The Weekly Rotation • 3/25/2026
What Spring Training Taught Us About ABS
MLB's first full spring of challenge-era ABS showed real team separation, real umpire variance, and early evidence that challenge timing may matter more than raw volume.
By Colby Reichenbach
Spring was supposed to introduce ABS. Instead, it gave us the first usable sample of how clubs might actually live with it.
Across 451 final Spring Training games, MLB clubs used the ABS challenge system 1,913 times. The overall overturn rate settled at 52.9 percent. More important, 443 of those 451 games, just over 98 percent, featured at least one challenge. That is enough usage to stop treating ABS as a novelty. By the final week of camp, the challenge system was showing up in normal game flow, and once that happened the more interesting question was no longer whether teams would use ABS. It was how they would use it.
My read from the spring is straightforward: the first meaningful ABS sample already suggests that clubs are separating into different operating styles. Some teams challenged often. Some challenged early. Some held more of their challenge traffic for later innings. And the data hints that the most interesting distinction may not be raw volume at all, but what kind of challenge environment a club is willing to enter.
That does not mean spring solved ABS. It means the sample is large enough to show directional behavior, even if it is still too small to make permanent claims about team quality, organizational superiority, or umpire talent.
derived metric
Spring Produced Real ABS Identities
At the league level, spring was not tentative.
- 451 final spring games
- 1,913 tracked challenges
- 1,012 overturned calls
- 52.9 percent overall overturn rate
- 4.24 challenges per game
- 443 of 451 games with at least one challenge
That volume matters because a system used in more than 98 percent of games stops being hypothetical. It becomes part of the baseball environment. Once that happens, differences in team behavior become meaningful.
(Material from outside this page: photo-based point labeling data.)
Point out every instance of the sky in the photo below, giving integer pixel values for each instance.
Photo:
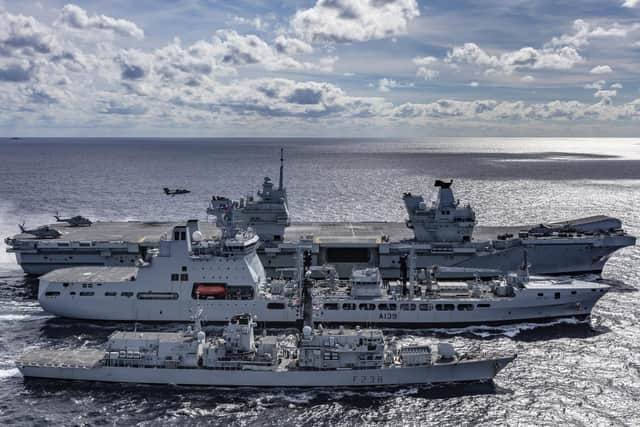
(406, 68)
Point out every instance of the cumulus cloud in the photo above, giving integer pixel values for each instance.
(584, 32)
(524, 58)
(492, 110)
(605, 94)
(354, 20)
(291, 46)
(256, 22)
(385, 85)
(601, 69)
(425, 61)
(425, 64)
(236, 49)
(596, 85)
(427, 73)
(16, 72)
(24, 35)
(77, 18)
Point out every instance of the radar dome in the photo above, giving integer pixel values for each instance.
(306, 331)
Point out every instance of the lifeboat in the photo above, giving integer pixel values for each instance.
(206, 290)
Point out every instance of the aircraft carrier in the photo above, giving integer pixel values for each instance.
(443, 233)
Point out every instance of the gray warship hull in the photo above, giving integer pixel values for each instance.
(344, 245)
(85, 366)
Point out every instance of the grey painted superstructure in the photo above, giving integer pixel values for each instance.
(443, 233)
(227, 277)
(314, 358)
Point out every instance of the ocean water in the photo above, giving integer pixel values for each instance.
(566, 373)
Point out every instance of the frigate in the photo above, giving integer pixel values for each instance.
(227, 276)
(443, 233)
(315, 358)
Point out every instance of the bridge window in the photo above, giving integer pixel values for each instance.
(275, 306)
(157, 295)
(240, 292)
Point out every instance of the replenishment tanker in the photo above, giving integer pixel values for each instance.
(443, 233)
(227, 276)
(315, 358)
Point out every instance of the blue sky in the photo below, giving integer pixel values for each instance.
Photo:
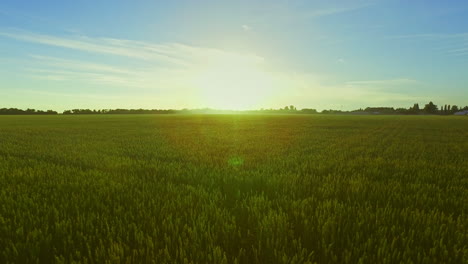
(232, 54)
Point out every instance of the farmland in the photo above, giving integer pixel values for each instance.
(233, 189)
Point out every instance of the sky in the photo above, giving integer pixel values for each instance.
(245, 54)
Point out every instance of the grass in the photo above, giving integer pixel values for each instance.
(233, 189)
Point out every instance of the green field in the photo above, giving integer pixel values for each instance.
(233, 189)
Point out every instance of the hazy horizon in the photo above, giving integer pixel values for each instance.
(234, 56)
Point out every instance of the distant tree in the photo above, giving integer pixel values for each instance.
(430, 108)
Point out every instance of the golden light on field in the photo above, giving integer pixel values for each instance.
(235, 82)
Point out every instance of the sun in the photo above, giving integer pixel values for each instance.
(235, 83)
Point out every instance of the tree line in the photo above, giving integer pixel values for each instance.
(428, 109)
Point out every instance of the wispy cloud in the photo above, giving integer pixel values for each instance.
(455, 44)
(387, 83)
(171, 53)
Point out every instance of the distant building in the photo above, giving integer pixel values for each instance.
(465, 112)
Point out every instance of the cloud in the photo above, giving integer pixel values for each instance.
(379, 83)
(176, 74)
(447, 44)
(169, 53)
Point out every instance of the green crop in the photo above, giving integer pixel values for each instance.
(233, 189)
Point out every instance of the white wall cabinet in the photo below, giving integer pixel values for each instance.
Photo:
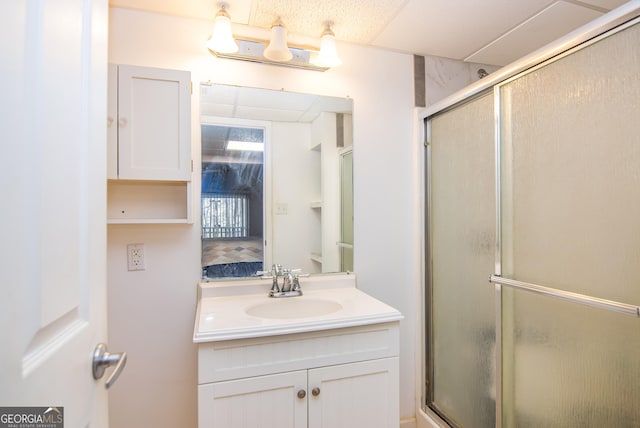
(149, 145)
(327, 386)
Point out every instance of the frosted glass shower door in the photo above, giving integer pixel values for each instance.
(461, 316)
(570, 203)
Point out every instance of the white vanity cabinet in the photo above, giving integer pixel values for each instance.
(322, 379)
(148, 145)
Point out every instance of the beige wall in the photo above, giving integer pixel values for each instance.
(151, 312)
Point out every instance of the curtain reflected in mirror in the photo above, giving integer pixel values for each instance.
(232, 200)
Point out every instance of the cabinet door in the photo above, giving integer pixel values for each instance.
(154, 112)
(264, 401)
(364, 394)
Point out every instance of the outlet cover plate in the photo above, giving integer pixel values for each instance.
(135, 257)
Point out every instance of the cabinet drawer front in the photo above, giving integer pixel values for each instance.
(236, 359)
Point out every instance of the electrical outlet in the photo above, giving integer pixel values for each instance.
(282, 208)
(135, 256)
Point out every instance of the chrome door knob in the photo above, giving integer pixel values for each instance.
(102, 359)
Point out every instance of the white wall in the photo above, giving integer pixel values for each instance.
(151, 312)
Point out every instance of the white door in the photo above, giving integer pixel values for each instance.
(52, 217)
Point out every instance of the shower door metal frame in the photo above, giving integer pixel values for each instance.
(615, 21)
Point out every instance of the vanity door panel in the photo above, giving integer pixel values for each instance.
(264, 401)
(364, 394)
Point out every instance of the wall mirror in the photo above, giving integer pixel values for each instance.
(277, 181)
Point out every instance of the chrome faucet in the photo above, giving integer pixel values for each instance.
(290, 281)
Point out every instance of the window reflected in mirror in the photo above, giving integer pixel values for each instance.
(232, 200)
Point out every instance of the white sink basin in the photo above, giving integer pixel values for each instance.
(293, 307)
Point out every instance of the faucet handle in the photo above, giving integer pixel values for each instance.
(296, 284)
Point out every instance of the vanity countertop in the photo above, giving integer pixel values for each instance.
(242, 309)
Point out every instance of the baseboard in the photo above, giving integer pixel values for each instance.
(408, 423)
(425, 420)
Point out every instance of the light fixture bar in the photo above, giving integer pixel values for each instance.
(253, 51)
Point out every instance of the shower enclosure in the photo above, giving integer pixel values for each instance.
(533, 239)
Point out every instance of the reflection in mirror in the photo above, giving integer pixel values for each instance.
(277, 182)
(232, 200)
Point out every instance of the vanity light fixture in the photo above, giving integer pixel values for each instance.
(328, 55)
(275, 51)
(278, 50)
(221, 39)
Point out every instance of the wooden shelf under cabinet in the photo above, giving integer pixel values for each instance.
(138, 202)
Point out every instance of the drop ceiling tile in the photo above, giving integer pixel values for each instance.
(355, 21)
(555, 21)
(453, 28)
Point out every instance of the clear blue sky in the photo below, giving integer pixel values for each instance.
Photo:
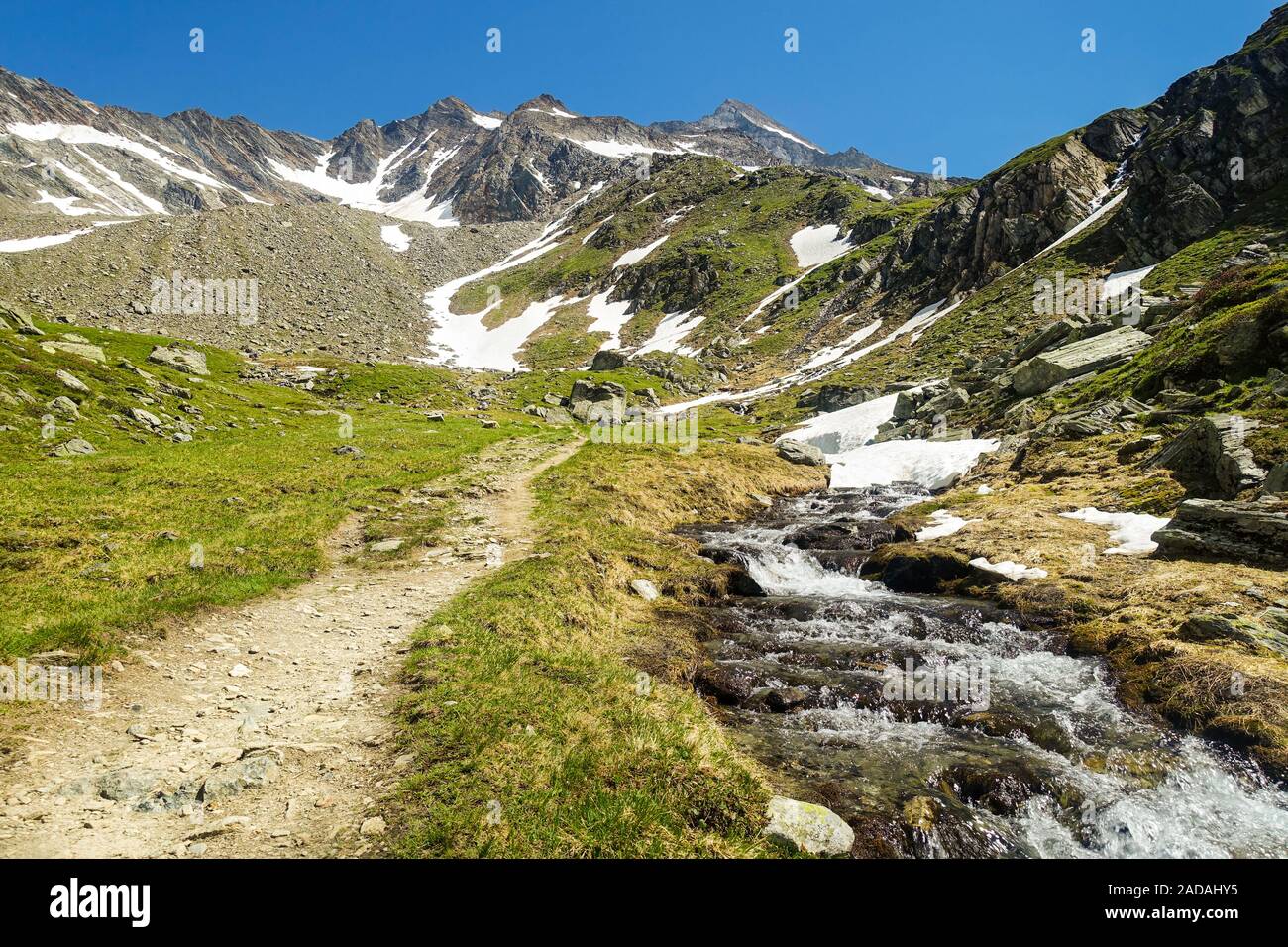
(905, 80)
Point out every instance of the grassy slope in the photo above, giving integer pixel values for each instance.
(550, 692)
(730, 223)
(81, 558)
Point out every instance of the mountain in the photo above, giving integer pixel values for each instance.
(446, 165)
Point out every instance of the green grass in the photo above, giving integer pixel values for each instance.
(85, 548)
(528, 693)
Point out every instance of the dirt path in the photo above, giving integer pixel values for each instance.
(263, 731)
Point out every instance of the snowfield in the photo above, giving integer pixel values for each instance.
(816, 245)
(932, 464)
(1131, 531)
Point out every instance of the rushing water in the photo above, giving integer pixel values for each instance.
(1022, 750)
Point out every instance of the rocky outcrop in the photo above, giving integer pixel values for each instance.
(181, 359)
(1016, 211)
(1254, 532)
(1211, 459)
(1215, 142)
(1266, 631)
(591, 402)
(1100, 352)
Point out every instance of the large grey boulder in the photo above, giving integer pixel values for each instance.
(1269, 630)
(835, 397)
(1252, 532)
(591, 402)
(1210, 458)
(180, 359)
(21, 321)
(807, 827)
(86, 351)
(802, 453)
(606, 360)
(1051, 368)
(1047, 337)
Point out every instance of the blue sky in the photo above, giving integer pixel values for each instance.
(975, 81)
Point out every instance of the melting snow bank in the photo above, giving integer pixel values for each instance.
(816, 245)
(932, 464)
(1014, 571)
(838, 432)
(394, 236)
(669, 334)
(1131, 531)
(944, 525)
(17, 247)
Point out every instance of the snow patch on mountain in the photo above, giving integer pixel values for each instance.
(670, 333)
(818, 245)
(393, 236)
(932, 464)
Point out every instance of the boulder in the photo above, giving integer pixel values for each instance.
(606, 360)
(591, 402)
(75, 447)
(249, 772)
(835, 397)
(62, 405)
(1276, 480)
(726, 684)
(21, 321)
(1253, 532)
(1047, 337)
(1104, 351)
(1211, 459)
(812, 828)
(644, 589)
(1267, 631)
(181, 359)
(86, 351)
(802, 453)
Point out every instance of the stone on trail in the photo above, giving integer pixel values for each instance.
(1100, 352)
(802, 453)
(249, 772)
(812, 828)
(181, 359)
(124, 785)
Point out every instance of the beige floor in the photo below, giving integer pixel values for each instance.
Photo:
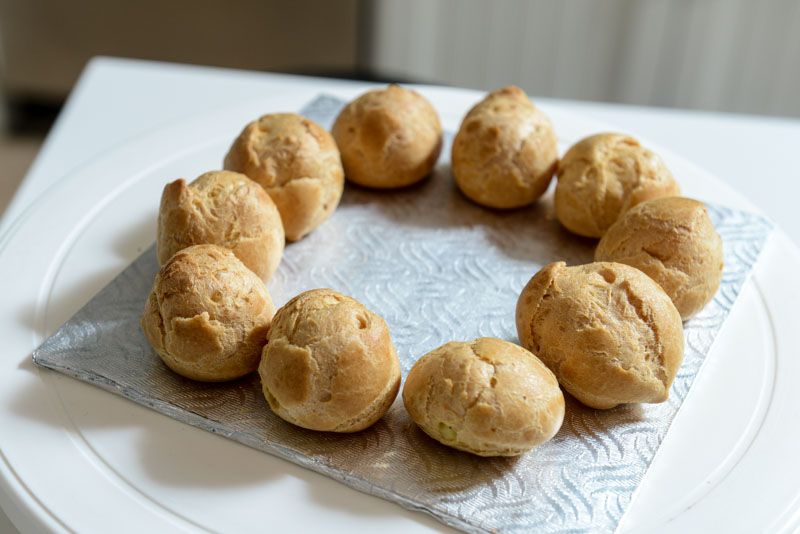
(16, 156)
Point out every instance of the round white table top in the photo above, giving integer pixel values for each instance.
(117, 100)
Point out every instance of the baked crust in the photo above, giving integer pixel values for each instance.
(297, 163)
(488, 397)
(609, 333)
(603, 176)
(388, 137)
(673, 241)
(222, 208)
(208, 315)
(505, 152)
(329, 364)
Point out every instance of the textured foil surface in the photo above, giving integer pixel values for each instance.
(437, 268)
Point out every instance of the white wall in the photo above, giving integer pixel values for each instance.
(733, 55)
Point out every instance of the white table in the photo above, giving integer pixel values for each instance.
(116, 100)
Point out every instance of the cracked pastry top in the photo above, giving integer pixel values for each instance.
(505, 152)
(329, 363)
(297, 163)
(221, 208)
(609, 333)
(488, 397)
(208, 315)
(604, 175)
(674, 242)
(388, 137)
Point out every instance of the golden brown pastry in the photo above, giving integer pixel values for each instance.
(388, 137)
(505, 152)
(603, 176)
(608, 332)
(488, 397)
(673, 241)
(296, 161)
(329, 364)
(208, 315)
(222, 208)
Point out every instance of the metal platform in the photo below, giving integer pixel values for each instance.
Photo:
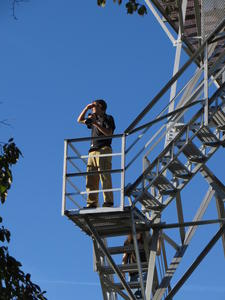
(108, 221)
(193, 128)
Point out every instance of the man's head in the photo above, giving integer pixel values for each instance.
(99, 106)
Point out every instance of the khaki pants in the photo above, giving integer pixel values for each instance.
(96, 163)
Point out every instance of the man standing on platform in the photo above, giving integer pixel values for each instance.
(103, 125)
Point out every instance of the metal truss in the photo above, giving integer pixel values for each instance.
(175, 144)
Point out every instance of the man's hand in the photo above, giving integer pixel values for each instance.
(89, 106)
(81, 118)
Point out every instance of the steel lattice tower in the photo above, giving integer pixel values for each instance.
(169, 143)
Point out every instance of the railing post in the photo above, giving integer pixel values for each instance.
(64, 177)
(123, 162)
(206, 86)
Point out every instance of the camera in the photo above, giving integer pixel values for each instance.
(90, 120)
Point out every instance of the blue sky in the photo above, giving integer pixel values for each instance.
(56, 58)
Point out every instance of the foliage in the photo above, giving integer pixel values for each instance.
(14, 283)
(132, 6)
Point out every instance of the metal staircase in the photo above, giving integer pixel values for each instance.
(160, 154)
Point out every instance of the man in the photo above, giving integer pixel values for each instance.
(103, 125)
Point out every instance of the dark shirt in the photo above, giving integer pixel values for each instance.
(106, 121)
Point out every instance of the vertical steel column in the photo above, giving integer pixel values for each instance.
(206, 87)
(136, 248)
(123, 162)
(151, 264)
(198, 260)
(182, 9)
(64, 177)
(109, 258)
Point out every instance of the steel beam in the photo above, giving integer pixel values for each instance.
(109, 258)
(180, 253)
(180, 216)
(151, 264)
(195, 264)
(137, 254)
(159, 19)
(221, 214)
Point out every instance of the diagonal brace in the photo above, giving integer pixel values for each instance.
(195, 264)
(109, 258)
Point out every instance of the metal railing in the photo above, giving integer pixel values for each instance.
(75, 168)
(151, 134)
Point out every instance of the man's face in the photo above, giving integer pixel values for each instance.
(97, 108)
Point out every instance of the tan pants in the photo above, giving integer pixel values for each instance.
(96, 163)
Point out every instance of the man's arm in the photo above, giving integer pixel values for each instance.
(81, 118)
(105, 131)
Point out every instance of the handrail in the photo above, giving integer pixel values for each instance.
(173, 79)
(166, 149)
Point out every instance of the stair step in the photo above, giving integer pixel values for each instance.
(149, 201)
(218, 118)
(164, 186)
(124, 268)
(123, 249)
(132, 285)
(179, 170)
(207, 137)
(193, 153)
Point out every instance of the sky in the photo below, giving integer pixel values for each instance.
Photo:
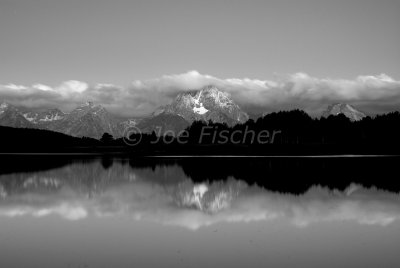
(73, 47)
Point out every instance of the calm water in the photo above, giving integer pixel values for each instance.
(107, 212)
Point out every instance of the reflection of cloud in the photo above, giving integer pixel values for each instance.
(193, 206)
(379, 93)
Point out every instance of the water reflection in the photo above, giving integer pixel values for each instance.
(165, 194)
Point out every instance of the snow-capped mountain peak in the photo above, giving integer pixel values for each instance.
(208, 104)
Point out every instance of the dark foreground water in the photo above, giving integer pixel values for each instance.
(109, 212)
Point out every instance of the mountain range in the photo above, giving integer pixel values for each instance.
(91, 120)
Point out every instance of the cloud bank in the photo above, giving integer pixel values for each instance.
(371, 94)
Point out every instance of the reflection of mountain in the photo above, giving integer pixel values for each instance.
(166, 195)
(346, 109)
(292, 175)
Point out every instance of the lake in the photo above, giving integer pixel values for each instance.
(89, 211)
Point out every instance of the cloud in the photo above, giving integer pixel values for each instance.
(372, 94)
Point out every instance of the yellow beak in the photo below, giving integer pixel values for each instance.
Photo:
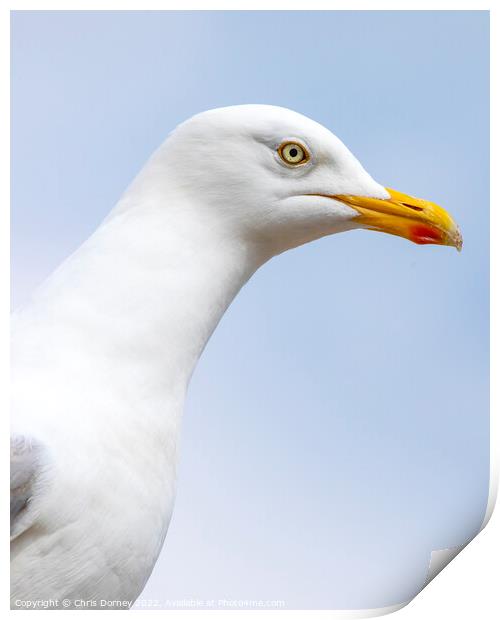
(415, 219)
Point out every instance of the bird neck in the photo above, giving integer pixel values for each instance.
(145, 292)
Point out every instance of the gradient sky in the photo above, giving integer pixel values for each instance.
(336, 428)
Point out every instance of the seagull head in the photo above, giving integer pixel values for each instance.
(274, 176)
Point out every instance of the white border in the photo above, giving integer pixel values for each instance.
(466, 588)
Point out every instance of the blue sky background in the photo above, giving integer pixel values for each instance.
(337, 426)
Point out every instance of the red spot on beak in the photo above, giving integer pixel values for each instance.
(425, 234)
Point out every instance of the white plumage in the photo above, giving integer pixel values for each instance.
(103, 354)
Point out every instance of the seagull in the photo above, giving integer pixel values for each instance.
(103, 353)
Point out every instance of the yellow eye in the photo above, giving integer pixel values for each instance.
(292, 153)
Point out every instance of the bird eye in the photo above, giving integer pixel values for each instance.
(292, 153)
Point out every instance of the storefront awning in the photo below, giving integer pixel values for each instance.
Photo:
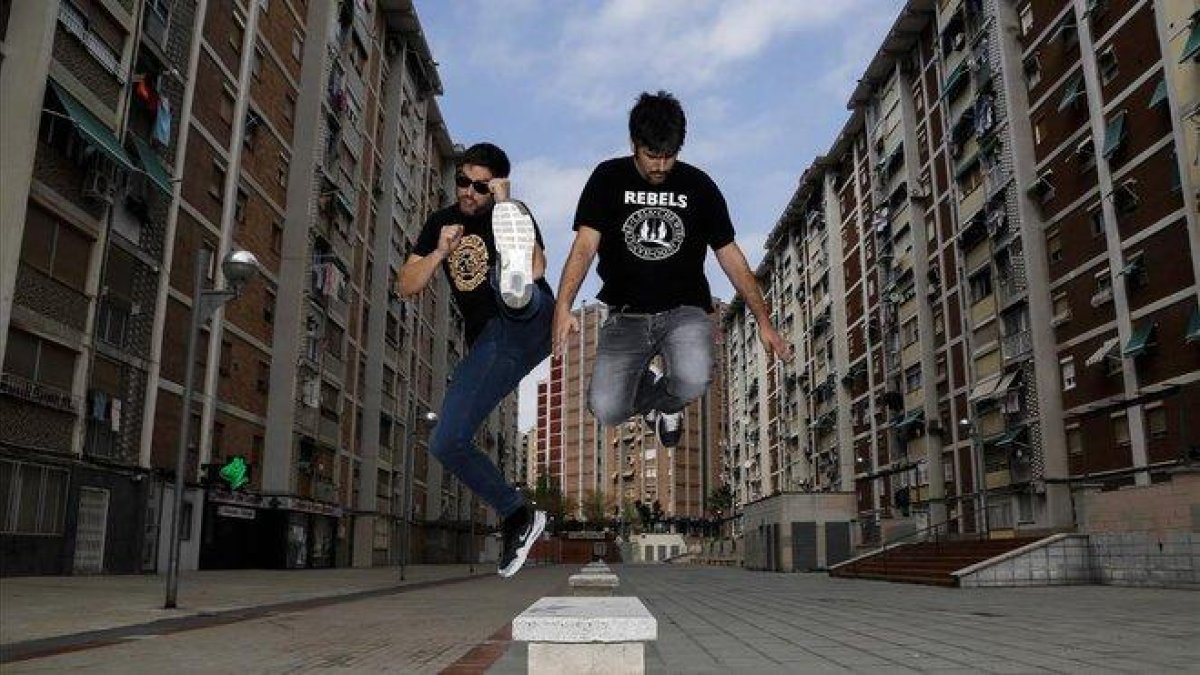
(153, 166)
(1005, 437)
(1140, 341)
(984, 388)
(94, 131)
(1109, 348)
(1192, 49)
(909, 419)
(1193, 334)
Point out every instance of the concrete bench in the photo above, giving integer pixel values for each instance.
(586, 635)
(593, 584)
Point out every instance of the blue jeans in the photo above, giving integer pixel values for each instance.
(622, 384)
(507, 350)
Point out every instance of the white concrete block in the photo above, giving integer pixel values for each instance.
(619, 658)
(586, 620)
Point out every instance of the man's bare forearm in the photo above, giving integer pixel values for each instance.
(417, 273)
(736, 267)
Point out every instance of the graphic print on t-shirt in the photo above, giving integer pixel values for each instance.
(468, 263)
(653, 233)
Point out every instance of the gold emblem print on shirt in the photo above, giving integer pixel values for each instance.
(468, 263)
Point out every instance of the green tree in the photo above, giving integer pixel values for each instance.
(595, 506)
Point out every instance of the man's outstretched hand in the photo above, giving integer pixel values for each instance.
(565, 323)
(774, 344)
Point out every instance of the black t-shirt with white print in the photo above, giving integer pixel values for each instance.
(654, 238)
(468, 266)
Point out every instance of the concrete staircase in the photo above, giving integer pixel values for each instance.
(927, 562)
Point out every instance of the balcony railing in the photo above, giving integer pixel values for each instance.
(36, 393)
(1017, 345)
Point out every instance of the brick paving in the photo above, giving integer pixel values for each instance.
(711, 620)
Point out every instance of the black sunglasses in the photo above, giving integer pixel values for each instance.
(479, 186)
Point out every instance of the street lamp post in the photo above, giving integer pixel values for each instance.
(239, 267)
(426, 420)
(981, 477)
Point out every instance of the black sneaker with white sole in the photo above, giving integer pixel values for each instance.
(520, 533)
(515, 239)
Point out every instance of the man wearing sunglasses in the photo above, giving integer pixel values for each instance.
(491, 251)
(652, 220)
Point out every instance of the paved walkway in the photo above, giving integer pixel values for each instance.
(711, 620)
(723, 620)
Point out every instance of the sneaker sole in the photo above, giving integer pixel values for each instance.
(539, 525)
(513, 230)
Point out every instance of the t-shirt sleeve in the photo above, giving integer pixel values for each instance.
(427, 240)
(720, 226)
(592, 209)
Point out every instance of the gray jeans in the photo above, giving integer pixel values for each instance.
(623, 386)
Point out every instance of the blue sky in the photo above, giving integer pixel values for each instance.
(765, 85)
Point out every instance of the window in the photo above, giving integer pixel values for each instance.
(912, 378)
(34, 497)
(1121, 429)
(263, 381)
(1107, 61)
(1032, 71)
(1061, 308)
(256, 64)
(1096, 220)
(1067, 366)
(1156, 422)
(981, 286)
(216, 180)
(1074, 441)
(239, 209)
(1125, 196)
(1054, 245)
(289, 107)
(39, 360)
(239, 30)
(227, 102)
(55, 249)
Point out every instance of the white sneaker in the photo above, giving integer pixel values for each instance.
(513, 230)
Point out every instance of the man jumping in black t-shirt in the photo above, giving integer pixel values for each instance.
(651, 217)
(491, 251)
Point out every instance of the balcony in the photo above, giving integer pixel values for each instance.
(41, 394)
(1017, 345)
(1009, 287)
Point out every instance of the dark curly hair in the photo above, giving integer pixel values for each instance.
(658, 124)
(487, 155)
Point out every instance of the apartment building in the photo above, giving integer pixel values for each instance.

The first clear split was simple challenge volume. The Yankees led the spring with 101 challenges. The Twins followed with 89, then the Rockies with 84, the Guardians with 78, and the White Sox with 77. On the lower end of the spring sample, the Tigers finished with 40, the Diamondbacks with 44, and both the Mets and Dodgers with 47.
That alone does not prove anything strategic. More aggressive usage could reflect process, roster mix, spring experimentation, or simple noise. But it does establish that clubs were not approaching ABS uniformly. Some treated it like a regular part of their decision surface almost immediately. Others were materially more selective.
The second split is more revealing. Teams were not just separating by how often they challenged. They were separating by when those challenges appeared.